1:44 I'm back in my project and I've got a python file called my under demo.
1:52 It's here. My_demo.
1:54 It's just a class with a constructor and a method.
1:58 It's got a little bit of doc stringing and it will take a look at that
2:01 a little bit later and we would like to include this code snippet into our markdown
2:07 document into about us. But what we don't really want to do is just keep
2:12 cutting and pasting it and every time it changes,
2:14 we have to remember to go over and cut and paste it back into the markdown
2:18 And we certainly don't want to just type the original version in the markdown.
2:23 Especially if it's part of a library.
2:25 We can't ship the markdown document so we're gonna look at literal include to put this
2:31 into the markdown document. The very simplest way to do this is triple back tick
2:37 code fence. And instead of code block,
2:40 which we just saw, I'm going to say you guessed it literal include and then
2:45 my_demo.py. Very very simple.
2:50 And I'll put a the new line because we're gonna be doing a little bit more
2:54 with this in a second when I save and then head back over to my browser
2:59 and about us. I see that all the code in that python file is now
3:07 included in the document and syntax highlighted exactly as if I cut and pasted it into
3:13 a code block. What if we wanted to pass some arguments to it?

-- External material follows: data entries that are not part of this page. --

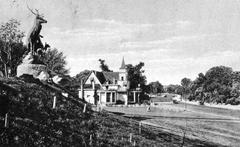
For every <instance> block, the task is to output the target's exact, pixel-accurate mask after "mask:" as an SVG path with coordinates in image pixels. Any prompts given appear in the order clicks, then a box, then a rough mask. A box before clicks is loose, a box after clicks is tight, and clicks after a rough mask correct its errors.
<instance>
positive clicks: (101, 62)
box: [98, 59, 112, 72]
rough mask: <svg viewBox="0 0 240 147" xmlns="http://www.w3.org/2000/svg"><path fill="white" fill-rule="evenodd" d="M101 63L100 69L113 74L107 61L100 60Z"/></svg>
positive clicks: (104, 60)
mask: <svg viewBox="0 0 240 147" xmlns="http://www.w3.org/2000/svg"><path fill="white" fill-rule="evenodd" d="M98 61H99V62H100V69H101V70H102V71H105V72H112V70H110V69H109V67H108V65H107V64H106V63H105V60H102V59H99V60H98Z"/></svg>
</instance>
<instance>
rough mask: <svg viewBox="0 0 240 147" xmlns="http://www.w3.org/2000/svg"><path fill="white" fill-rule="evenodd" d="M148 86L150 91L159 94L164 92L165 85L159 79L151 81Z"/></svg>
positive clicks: (149, 92) (153, 92)
mask: <svg viewBox="0 0 240 147" xmlns="http://www.w3.org/2000/svg"><path fill="white" fill-rule="evenodd" d="M147 86H148V88H149V93H152V94H157V93H162V92H164V89H163V85H162V84H161V83H160V82H159V81H156V82H151V83H149V84H148V85H147Z"/></svg>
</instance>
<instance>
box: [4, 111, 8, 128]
mask: <svg viewBox="0 0 240 147" xmlns="http://www.w3.org/2000/svg"><path fill="white" fill-rule="evenodd" d="M4 127H5V128H7V127H8V113H6V114H5V119H4Z"/></svg>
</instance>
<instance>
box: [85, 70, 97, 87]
mask: <svg viewBox="0 0 240 147" xmlns="http://www.w3.org/2000/svg"><path fill="white" fill-rule="evenodd" d="M92 79H94V81H95V84H100V85H101V83H100V81H99V80H98V78H97V77H96V76H95V74H94V73H93V72H92V73H91V75H90V76H89V77H88V79H87V81H86V82H85V84H92V82H91V80H92Z"/></svg>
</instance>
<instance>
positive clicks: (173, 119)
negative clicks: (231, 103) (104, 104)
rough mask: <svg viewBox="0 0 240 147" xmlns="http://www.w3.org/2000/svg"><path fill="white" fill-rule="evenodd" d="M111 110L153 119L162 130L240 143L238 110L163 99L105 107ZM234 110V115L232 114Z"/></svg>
mask: <svg viewBox="0 0 240 147" xmlns="http://www.w3.org/2000/svg"><path fill="white" fill-rule="evenodd" d="M105 109H107V110H108V111H111V112H115V113H118V114H122V115H124V116H127V117H130V118H134V119H137V120H140V121H143V122H148V123H152V124H153V125H154V126H158V127H159V128H160V129H161V130H163V131H165V132H169V133H173V134H176V135H179V136H181V135H183V134H184V132H185V133H186V134H185V135H186V136H187V138H191V139H197V140H202V141H206V142H215V143H217V144H222V145H226V146H239V142H240V137H239V136H240V133H239V132H240V127H239V124H240V120H239V115H240V113H237V112H238V111H236V112H235V111H234V112H233V113H231V112H232V110H227V109H219V108H211V107H205V106H195V105H187V109H186V110H185V107H184V105H182V104H180V105H174V104H170V103H169V104H167V103H162V104H160V105H159V106H158V107H152V108H151V112H147V111H146V107H106V108H105ZM231 114H232V115H231Z"/></svg>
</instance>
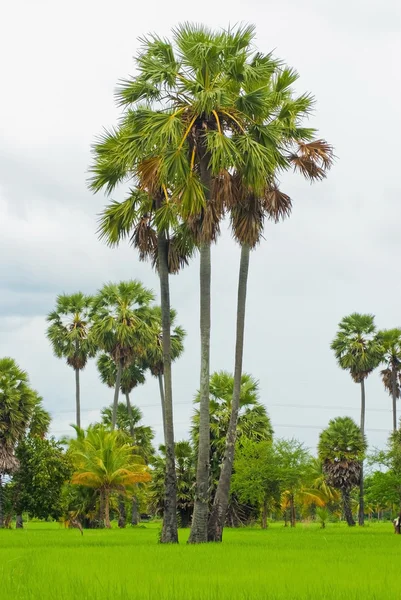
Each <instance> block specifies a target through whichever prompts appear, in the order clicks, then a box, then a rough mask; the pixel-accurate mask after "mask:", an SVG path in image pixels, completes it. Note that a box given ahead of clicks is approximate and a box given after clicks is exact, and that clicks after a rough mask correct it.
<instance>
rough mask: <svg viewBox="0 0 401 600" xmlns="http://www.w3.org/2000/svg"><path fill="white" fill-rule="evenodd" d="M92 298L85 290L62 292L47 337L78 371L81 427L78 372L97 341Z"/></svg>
mask: <svg viewBox="0 0 401 600" xmlns="http://www.w3.org/2000/svg"><path fill="white" fill-rule="evenodd" d="M91 306H92V298H91V297H90V296H85V295H84V294H83V293H82V292H77V293H76V294H71V295H67V294H61V295H60V296H58V297H57V302H56V309H55V310H54V311H53V312H51V313H50V314H49V315H48V317H47V320H48V322H49V323H50V325H49V327H48V329H47V337H48V339H49V340H50V343H51V345H52V347H53V351H54V354H55V355H56V356H57V357H58V358H65V359H66V360H67V364H68V365H69V366H70V367H72V368H73V369H74V371H75V403H76V424H77V426H78V427H81V392H80V382H79V374H80V371H82V370H83V369H84V368H85V366H86V363H87V361H88V359H89V358H93V357H94V356H95V354H96V350H97V348H96V345H95V344H94V343H93V340H92V337H91V335H90V324H89V313H90V311H91Z"/></svg>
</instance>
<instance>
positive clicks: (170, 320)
mask: <svg viewBox="0 0 401 600" xmlns="http://www.w3.org/2000/svg"><path fill="white" fill-rule="evenodd" d="M153 312H154V317H155V318H154V321H153V328H152V342H151V343H149V345H148V346H147V349H146V355H145V358H144V360H143V363H142V364H143V366H144V367H146V368H148V369H149V371H150V372H151V374H152V375H153V376H154V377H157V379H158V382H159V392H160V401H161V406H162V414H163V426H164V423H165V397H164V385H163V375H164V360H163V355H164V352H163V327H162V321H161V309H160V307H158V306H155V307H154V309H153ZM176 318H177V313H176V311H175V310H174V309H171V310H170V326H171V335H170V347H171V362H174V361H176V360H177V359H178V358H179V357H180V356H181V354H182V353H183V352H184V339H185V336H186V332H185V330H184V329H183V328H182V327H180V326H179V325H175V321H176Z"/></svg>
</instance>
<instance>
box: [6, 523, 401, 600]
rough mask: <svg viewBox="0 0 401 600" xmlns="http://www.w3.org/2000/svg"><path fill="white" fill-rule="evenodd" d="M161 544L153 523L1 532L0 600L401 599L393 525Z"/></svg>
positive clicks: (314, 524)
mask: <svg viewBox="0 0 401 600" xmlns="http://www.w3.org/2000/svg"><path fill="white" fill-rule="evenodd" d="M187 536H188V531H181V532H180V538H181V543H180V545H178V546H164V545H160V544H158V543H157V538H158V525H155V524H149V525H146V526H140V527H138V528H128V527H127V529H124V530H118V529H113V530H111V531H105V530H97V531H96V530H89V531H85V532H84V535H83V536H81V534H80V533H79V531H77V530H75V529H72V530H67V529H64V528H63V527H62V526H60V525H58V524H54V523H38V524H36V523H28V525H26V527H25V529H24V530H22V531H21V530H0V598H1V600H24V599H29V600H32V599H34V600H48V599H49V600H50V599H52V600H55V599H57V600H78V599H79V600H100V599H102V600H103V599H113V600H123V599H124V600H125V599H126V600H128V599H130V600H148V599H149V600H201V599H202V600H224V599H226V598H227V599H230V600H261V599H263V600H284V599H286V600H295V599H296V600H298V599H300V600H301V599H302V600H306V599H311V598H313V599H319V600H326V599H327V600H329V599H330V600H331V599H333V600H334V599H342V600H373V599H375V600H378V599H387V600H390V599H393V598H394V599H400V598H401V581H400V566H401V536H396V535H394V534H393V531H392V524H391V523H379V524H368V525H367V526H366V527H365V528H358V527H355V528H353V529H348V528H347V527H346V526H344V525H343V524H328V526H327V528H326V529H324V530H322V529H320V528H319V526H318V525H317V524H310V525H305V524H303V525H298V526H297V527H296V528H295V529H290V528H284V527H283V525H282V524H274V525H272V526H271V527H269V529H268V530H267V531H262V530H258V529H237V530H226V531H225V534H224V542H223V543H222V544H220V545H210V544H209V545H202V546H188V545H187V544H186V543H185V542H186V539H187Z"/></svg>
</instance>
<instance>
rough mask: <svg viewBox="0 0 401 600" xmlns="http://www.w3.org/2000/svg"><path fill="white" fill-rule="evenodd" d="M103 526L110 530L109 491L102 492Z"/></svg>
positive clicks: (109, 504)
mask: <svg viewBox="0 0 401 600" xmlns="http://www.w3.org/2000/svg"><path fill="white" fill-rule="evenodd" d="M104 524H105V526H106V527H107V529H111V523H110V492H109V490H105V491H104Z"/></svg>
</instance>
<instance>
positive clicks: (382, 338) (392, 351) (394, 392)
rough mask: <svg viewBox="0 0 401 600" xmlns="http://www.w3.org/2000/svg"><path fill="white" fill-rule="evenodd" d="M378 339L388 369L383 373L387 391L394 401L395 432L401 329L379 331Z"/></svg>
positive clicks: (400, 341)
mask: <svg viewBox="0 0 401 600" xmlns="http://www.w3.org/2000/svg"><path fill="white" fill-rule="evenodd" d="M378 337H379V339H380V340H381V343H382V346H383V351H384V352H383V358H382V362H383V363H384V364H385V365H386V368H385V369H383V370H382V371H381V376H382V381H383V384H384V388H385V390H386V391H387V392H388V393H389V394H390V396H391V398H392V401H393V431H394V432H395V431H397V400H398V399H399V397H400V382H401V329H398V328H397V329H385V330H383V331H379V333H378Z"/></svg>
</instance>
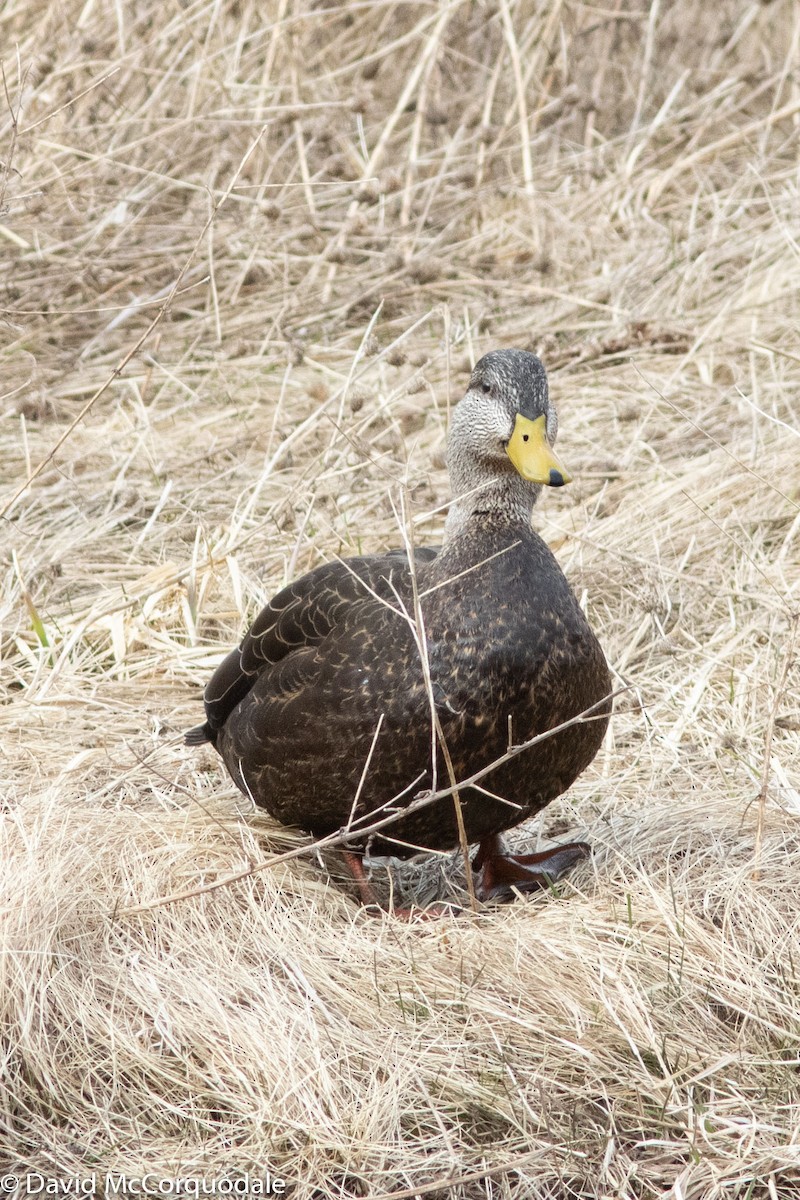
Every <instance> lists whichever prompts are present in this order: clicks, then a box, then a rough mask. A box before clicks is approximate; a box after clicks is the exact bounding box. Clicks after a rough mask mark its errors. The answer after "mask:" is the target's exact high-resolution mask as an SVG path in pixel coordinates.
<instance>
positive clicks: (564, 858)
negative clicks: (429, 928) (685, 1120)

3:18 It works about the way you would expect.
3:22 I could take the sphinx syntax and say emphasize lines 2-3 and save when
3:33 I go back and take a look.
3:35 I see I get some highlighting on this.
3:37 This is something I use all the time to show what changed from one example to
3:42 another when I'm building a file up in multiple parts of a page and just like
3:50 we saw before I can also use this as the Yaml syntax,
3:55 triple ticks and then remove that colon.
4:00 Everything else remains the same. And when I save I'll go back to the browser
4:05 and see that nothing has changed.
4:07 I've just switched over to a different format for providing the options to the literal include
4:15 directive as wrap up. I really really enjoy using literal include especially the options to
4:23 get a fragment from a start pattern to an end pattern instead of having to put
4:29 in line numbers which might change.
4:32 And then all of my examples are highlighted incorrectly or included incorrectly.
4:38 I can put patterns into my code to say pluck this part out or highlight this
4:43 part or whatever it's something I value Sphinx a lot and having a natural syntax in markdown is wonderful.